Ia menilai, adanya pembangunan secara bertahap di tempat wisata tersebut, akan selalu ada hal baru untuk dinanti masyarakat. Istilahnya nggak gampang kehilangan pengunjung kalau ada pembangunan-pembangunan baru di dalamnya.
Selain itu, paling penting, dana yang telah didapatkan BUMDes ini dari Kampong Reklamasi maupun dari masyarakat setempat yang berkontribusi memberikan bantuan untuk usaha di desa, dihidupkan dan dikembangkan kembali lewat Budidaya Madu Trigona yang saat ini mempunyai sekitar 50 kandang lebah dengan omset per dua bulan senilai 500 ribu rupiah sejak dibangun awal tahun 2022 ini.

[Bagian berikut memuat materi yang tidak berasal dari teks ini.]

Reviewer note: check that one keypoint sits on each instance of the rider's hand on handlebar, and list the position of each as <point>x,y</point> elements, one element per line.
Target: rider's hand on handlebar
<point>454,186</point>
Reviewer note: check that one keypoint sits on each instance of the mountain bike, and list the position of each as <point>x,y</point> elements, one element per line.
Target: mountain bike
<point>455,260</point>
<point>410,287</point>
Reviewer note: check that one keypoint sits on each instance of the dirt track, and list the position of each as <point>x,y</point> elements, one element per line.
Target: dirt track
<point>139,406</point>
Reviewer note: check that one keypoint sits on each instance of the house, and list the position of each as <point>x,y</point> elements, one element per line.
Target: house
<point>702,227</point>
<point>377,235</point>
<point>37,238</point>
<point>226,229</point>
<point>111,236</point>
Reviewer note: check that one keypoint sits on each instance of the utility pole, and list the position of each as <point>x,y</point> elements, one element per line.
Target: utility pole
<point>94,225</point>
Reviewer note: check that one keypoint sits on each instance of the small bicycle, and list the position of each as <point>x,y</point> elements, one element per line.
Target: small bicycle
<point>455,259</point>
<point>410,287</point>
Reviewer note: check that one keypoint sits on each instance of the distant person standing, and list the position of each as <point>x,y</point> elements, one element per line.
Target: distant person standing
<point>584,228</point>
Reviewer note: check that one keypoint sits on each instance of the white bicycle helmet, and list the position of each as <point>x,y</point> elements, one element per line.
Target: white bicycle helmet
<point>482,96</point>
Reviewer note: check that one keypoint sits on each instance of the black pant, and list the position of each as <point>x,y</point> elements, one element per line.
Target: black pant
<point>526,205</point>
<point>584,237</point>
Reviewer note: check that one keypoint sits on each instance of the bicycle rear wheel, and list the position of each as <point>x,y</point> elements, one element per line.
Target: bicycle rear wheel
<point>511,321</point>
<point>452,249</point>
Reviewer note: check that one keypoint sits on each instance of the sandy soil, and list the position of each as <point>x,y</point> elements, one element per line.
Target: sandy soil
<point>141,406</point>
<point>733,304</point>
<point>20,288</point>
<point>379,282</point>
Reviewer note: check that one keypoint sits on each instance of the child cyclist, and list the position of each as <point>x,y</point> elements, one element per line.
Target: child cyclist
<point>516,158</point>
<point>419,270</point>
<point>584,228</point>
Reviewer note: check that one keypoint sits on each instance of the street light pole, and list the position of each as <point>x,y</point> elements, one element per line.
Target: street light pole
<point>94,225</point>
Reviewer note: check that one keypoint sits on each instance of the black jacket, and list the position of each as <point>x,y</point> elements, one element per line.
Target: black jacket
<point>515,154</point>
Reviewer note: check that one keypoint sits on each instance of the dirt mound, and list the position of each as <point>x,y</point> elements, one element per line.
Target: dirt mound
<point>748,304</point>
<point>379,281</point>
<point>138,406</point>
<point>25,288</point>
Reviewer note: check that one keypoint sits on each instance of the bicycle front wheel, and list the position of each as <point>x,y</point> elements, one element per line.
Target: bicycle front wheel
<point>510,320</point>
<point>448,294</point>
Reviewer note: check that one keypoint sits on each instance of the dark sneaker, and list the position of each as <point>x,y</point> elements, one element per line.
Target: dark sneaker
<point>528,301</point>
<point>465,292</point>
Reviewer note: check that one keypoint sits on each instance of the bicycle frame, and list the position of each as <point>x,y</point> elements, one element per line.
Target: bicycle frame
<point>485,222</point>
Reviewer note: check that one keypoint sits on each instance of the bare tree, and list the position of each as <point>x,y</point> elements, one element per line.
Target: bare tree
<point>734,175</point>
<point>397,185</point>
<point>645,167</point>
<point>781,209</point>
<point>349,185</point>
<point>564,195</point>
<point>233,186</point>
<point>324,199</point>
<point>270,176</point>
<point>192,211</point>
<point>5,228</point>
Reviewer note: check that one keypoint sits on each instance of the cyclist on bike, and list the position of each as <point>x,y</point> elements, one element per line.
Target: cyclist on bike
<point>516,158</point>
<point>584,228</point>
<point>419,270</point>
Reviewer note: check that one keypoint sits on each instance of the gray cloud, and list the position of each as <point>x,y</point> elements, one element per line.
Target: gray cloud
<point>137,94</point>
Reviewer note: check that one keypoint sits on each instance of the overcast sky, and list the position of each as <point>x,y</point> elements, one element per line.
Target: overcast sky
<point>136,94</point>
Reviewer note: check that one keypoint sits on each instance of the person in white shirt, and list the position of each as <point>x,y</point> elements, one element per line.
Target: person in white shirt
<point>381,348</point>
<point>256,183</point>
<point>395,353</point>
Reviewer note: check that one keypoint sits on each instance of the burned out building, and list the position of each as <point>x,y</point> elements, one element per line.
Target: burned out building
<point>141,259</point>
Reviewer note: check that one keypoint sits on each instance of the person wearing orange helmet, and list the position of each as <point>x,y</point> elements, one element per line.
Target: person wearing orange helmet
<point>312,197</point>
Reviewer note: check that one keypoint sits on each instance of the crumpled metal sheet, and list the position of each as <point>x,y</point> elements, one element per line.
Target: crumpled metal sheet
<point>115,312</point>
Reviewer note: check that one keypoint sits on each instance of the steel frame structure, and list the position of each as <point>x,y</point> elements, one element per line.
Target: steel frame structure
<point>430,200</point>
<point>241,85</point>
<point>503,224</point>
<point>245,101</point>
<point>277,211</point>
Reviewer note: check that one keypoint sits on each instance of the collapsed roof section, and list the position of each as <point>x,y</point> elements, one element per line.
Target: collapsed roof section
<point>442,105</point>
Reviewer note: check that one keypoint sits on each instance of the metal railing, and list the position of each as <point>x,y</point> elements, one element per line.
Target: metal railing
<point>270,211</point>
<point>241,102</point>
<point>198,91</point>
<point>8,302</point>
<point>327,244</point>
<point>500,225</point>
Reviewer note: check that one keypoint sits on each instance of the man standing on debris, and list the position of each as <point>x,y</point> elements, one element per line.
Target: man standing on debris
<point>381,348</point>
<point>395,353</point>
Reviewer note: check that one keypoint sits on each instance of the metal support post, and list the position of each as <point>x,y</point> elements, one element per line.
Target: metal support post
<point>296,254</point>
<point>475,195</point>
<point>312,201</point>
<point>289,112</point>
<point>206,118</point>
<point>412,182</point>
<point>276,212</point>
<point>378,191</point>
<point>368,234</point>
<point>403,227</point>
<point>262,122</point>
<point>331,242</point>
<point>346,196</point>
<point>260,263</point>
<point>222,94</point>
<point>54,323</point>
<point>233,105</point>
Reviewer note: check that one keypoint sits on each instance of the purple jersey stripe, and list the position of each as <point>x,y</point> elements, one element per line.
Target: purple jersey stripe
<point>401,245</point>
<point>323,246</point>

Bagi Diki, usaha ini tidak memerlukan biaya perawatan yang mahal, belajar dari kasus menanam cabai sebelumnya sehingga dinilai worth it untuk dilakukan. Hanya saja harus pinter memasarkan. Menurutnya, kreativitas dan inovasi harus terus dilakukan sebab usaha itu perlu melihat peluang dan konsepnya dapat saling mendapat manfaat kebaikan dan memberdayakan masyarakat.*
(Monika | Beltimnews)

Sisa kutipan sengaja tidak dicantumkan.